# draining lakes on huron?



## joecc (Jan 31, 2007)

Anyone know when the draining of Bellevue lake, etc begins on the Huron?


----------



## Fishndude (Feb 22, 2003)

What makes you think that anyone drains (I assume you meant Belleville, since Bellevue is quite a distance west, and isn't in the SE part of the State) Belleville Lake. The dam at French Landing is basically used to generate a small amount of electric power, and to moderate the flow of the river. They open the dam when there is an influx of water, and close it more when there is less flow. They do not drain the lake down each fall, as is done in some places. At least they haven't for the last 20 years, while I have lived in Belleville. 
It is supposed to start raining this Friday, and is expected to continue through next Wednesday. I would guess that the dam will be opened to allow more water through, when that happens.


----------



## bigsablemike (Apr 26, 2005)

i grew up in belleville the lake used to be drawn down every year,about 10 ft.it was pretty cool scavging all the snagged lures,finding crap that people threw in years before.id guess its been about 25 years or so since its happened.


----------



## Michigan Mike (May 21, 2004)

Bellville doesn't lower any more that I know of, but Kent lake
started its annual drop of 3 ft Nov 1 as usual which is approx
1 billion gallons, after that Portage will drop its level from 12
to 16 inches usually between 15th and the 22nd.

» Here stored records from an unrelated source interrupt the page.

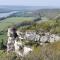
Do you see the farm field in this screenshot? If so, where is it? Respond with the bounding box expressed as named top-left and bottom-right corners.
top-left (0, 17), bottom-right (34, 31)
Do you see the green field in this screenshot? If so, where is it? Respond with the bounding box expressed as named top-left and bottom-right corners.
top-left (0, 17), bottom-right (34, 31)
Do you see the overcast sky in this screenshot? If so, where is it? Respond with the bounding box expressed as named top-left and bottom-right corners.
top-left (0, 0), bottom-right (60, 7)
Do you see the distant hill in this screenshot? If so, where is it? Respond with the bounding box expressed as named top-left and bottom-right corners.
top-left (0, 6), bottom-right (60, 19)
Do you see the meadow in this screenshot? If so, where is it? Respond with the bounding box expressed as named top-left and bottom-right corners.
top-left (0, 17), bottom-right (34, 31)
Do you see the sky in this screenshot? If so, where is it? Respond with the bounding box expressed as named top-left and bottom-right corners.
top-left (0, 0), bottom-right (60, 7)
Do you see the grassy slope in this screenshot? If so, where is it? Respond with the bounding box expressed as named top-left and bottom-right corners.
top-left (0, 17), bottom-right (60, 60)
top-left (0, 42), bottom-right (60, 60)
top-left (22, 19), bottom-right (60, 34)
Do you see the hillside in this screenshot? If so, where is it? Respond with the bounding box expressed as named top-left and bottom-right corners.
top-left (0, 17), bottom-right (60, 60)
top-left (0, 6), bottom-right (60, 60)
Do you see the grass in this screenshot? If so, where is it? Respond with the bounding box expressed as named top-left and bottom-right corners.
top-left (22, 19), bottom-right (60, 34)
top-left (0, 17), bottom-right (34, 31)
top-left (0, 41), bottom-right (60, 60)
top-left (25, 41), bottom-right (60, 60)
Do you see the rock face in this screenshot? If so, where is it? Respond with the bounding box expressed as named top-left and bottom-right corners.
top-left (7, 28), bottom-right (33, 57)
top-left (14, 40), bottom-right (24, 56)
top-left (7, 28), bottom-right (15, 52)
top-left (14, 40), bottom-right (32, 57)
top-left (7, 27), bottom-right (18, 52)
top-left (24, 31), bottom-right (60, 43)
top-left (7, 28), bottom-right (60, 56)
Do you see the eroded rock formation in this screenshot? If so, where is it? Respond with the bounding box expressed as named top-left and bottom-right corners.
top-left (7, 27), bottom-right (60, 56)
top-left (7, 27), bottom-right (18, 52)
top-left (7, 27), bottom-right (33, 57)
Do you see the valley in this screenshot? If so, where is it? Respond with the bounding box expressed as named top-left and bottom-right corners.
top-left (0, 6), bottom-right (60, 60)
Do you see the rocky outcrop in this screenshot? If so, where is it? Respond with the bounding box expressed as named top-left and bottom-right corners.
top-left (7, 27), bottom-right (15, 52)
top-left (7, 27), bottom-right (60, 56)
top-left (7, 27), bottom-right (33, 57)
top-left (24, 31), bottom-right (60, 43)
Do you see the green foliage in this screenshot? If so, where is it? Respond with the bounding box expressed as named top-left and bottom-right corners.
top-left (23, 42), bottom-right (60, 60)
top-left (0, 17), bottom-right (33, 31)
top-left (0, 39), bottom-right (7, 50)
top-left (0, 39), bottom-right (4, 49)
top-left (0, 51), bottom-right (17, 60)
top-left (22, 19), bottom-right (60, 34)
top-left (0, 41), bottom-right (60, 60)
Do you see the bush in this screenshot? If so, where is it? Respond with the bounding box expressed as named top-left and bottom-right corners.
top-left (0, 39), bottom-right (6, 50)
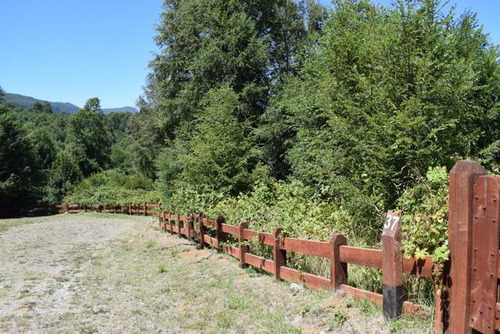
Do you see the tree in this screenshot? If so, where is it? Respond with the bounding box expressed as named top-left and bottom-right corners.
top-left (68, 108), bottom-right (111, 176)
top-left (178, 85), bottom-right (260, 195)
top-left (83, 97), bottom-right (102, 113)
top-left (32, 101), bottom-right (52, 113)
top-left (275, 0), bottom-right (500, 211)
top-left (48, 149), bottom-right (83, 202)
top-left (0, 86), bottom-right (4, 103)
top-left (0, 114), bottom-right (41, 207)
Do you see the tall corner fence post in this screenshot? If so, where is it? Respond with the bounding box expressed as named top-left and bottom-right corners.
top-left (446, 160), bottom-right (487, 334)
top-left (382, 212), bottom-right (404, 320)
top-left (468, 175), bottom-right (500, 333)
top-left (330, 232), bottom-right (347, 290)
top-left (216, 216), bottom-right (226, 251)
top-left (238, 221), bottom-right (249, 269)
top-left (198, 213), bottom-right (205, 249)
top-left (273, 227), bottom-right (286, 281)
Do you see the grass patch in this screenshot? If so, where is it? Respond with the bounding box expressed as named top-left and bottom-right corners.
top-left (0, 218), bottom-right (36, 234)
top-left (145, 240), bottom-right (156, 248)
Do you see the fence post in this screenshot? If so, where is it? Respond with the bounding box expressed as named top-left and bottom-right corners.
top-left (468, 175), bottom-right (499, 333)
top-left (330, 233), bottom-right (347, 290)
top-left (169, 212), bottom-right (174, 234)
top-left (199, 213), bottom-right (205, 249)
top-left (216, 216), bottom-right (226, 251)
top-left (144, 202), bottom-right (147, 215)
top-left (273, 227), bottom-right (286, 280)
top-left (447, 160), bottom-right (487, 333)
top-left (238, 222), bottom-right (249, 269)
top-left (382, 212), bottom-right (404, 319)
top-left (187, 215), bottom-right (194, 240)
top-left (177, 214), bottom-right (183, 238)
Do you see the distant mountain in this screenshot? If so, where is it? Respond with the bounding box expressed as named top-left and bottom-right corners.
top-left (4, 93), bottom-right (138, 114)
top-left (4, 93), bottom-right (80, 114)
top-left (102, 106), bottom-right (138, 114)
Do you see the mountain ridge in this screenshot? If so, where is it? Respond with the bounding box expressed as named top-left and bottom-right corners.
top-left (4, 92), bottom-right (138, 114)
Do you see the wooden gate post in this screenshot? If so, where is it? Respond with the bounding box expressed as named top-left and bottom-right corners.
top-left (382, 212), bottom-right (404, 319)
top-left (447, 160), bottom-right (487, 333)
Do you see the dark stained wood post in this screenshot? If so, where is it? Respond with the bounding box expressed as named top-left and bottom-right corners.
top-left (216, 216), bottom-right (226, 251)
top-left (238, 222), bottom-right (249, 269)
top-left (447, 160), bottom-right (487, 334)
top-left (144, 202), bottom-right (147, 215)
top-left (177, 214), bottom-right (183, 238)
top-left (330, 233), bottom-right (347, 290)
top-left (382, 212), bottom-right (404, 319)
top-left (469, 175), bottom-right (500, 333)
top-left (187, 215), bottom-right (194, 240)
top-left (273, 227), bottom-right (286, 280)
top-left (199, 213), bottom-right (205, 249)
top-left (169, 212), bottom-right (174, 234)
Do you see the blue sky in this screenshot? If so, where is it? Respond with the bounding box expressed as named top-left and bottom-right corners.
top-left (0, 1), bottom-right (498, 108)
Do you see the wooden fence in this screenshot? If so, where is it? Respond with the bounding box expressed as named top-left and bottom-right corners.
top-left (51, 203), bottom-right (435, 325)
top-left (2, 159), bottom-right (498, 333)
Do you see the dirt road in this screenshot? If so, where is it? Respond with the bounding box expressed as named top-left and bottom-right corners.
top-left (0, 213), bottom-right (428, 333)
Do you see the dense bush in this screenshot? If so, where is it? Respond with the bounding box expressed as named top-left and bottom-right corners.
top-left (64, 170), bottom-right (161, 204)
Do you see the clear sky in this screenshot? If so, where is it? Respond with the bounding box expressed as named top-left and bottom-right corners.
top-left (0, 1), bottom-right (498, 109)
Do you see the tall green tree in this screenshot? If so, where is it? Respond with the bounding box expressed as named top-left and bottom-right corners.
top-left (0, 114), bottom-right (41, 207)
top-left (83, 97), bottom-right (102, 113)
top-left (178, 85), bottom-right (260, 195)
top-left (274, 0), bottom-right (500, 211)
top-left (67, 98), bottom-right (111, 176)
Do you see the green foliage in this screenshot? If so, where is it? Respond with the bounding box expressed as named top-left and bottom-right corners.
top-left (0, 114), bottom-right (43, 207)
top-left (178, 86), bottom-right (261, 196)
top-left (397, 166), bottom-right (449, 259)
top-left (32, 101), bottom-right (52, 113)
top-left (270, 0), bottom-right (499, 212)
top-left (83, 97), bottom-right (102, 113)
top-left (67, 108), bottom-right (111, 176)
top-left (64, 170), bottom-right (161, 204)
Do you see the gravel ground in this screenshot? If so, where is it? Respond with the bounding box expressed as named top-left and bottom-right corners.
top-left (0, 213), bottom-right (430, 333)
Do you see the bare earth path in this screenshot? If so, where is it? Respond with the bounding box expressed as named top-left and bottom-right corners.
top-left (0, 214), bottom-right (428, 333)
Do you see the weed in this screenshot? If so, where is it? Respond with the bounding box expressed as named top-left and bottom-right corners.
top-left (157, 265), bottom-right (167, 273)
top-left (145, 240), bottom-right (156, 248)
top-left (226, 295), bottom-right (251, 310)
top-left (333, 311), bottom-right (348, 325)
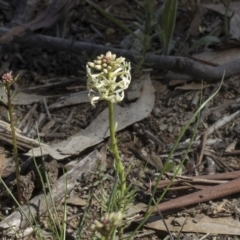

Should be seeing a slight effect from it now down in flatrock,
but if we get this 3 days of rain they predict on top of this,
next week the levels should be way up!

mike


----------



## wanderboy (Sep 24, 2008)

I don't know about this lake you talked about, but I saw Kinsington Park's lower its water level in the park lakes; samething been done on Stony Creek Park lakes, so I assumed this is an regular effect by the park people. Been the major water source for both Huron & Clinton, I guess they are effecting the water level on both rivers. Maybe? anyone?


----------



## stinger63 (Nov 25, 2003)

The best thing they can do is drain Bellville lake till its dry,its nothing but a sewer pit anyways.Sorry if I offended anyone but its the truth.


----------



## bigsablemike (Apr 26, 2005)

stinger63 said:


> The best thing they can do is drain Bellville lake till its dry,its nothing but a sewer pit anyways.Sorry if I offended anyone but its the truth.


 
im not offended,but from april till july theres some great fishing.then again starting in september.its really clear until the boat traffic gets heavy.


----------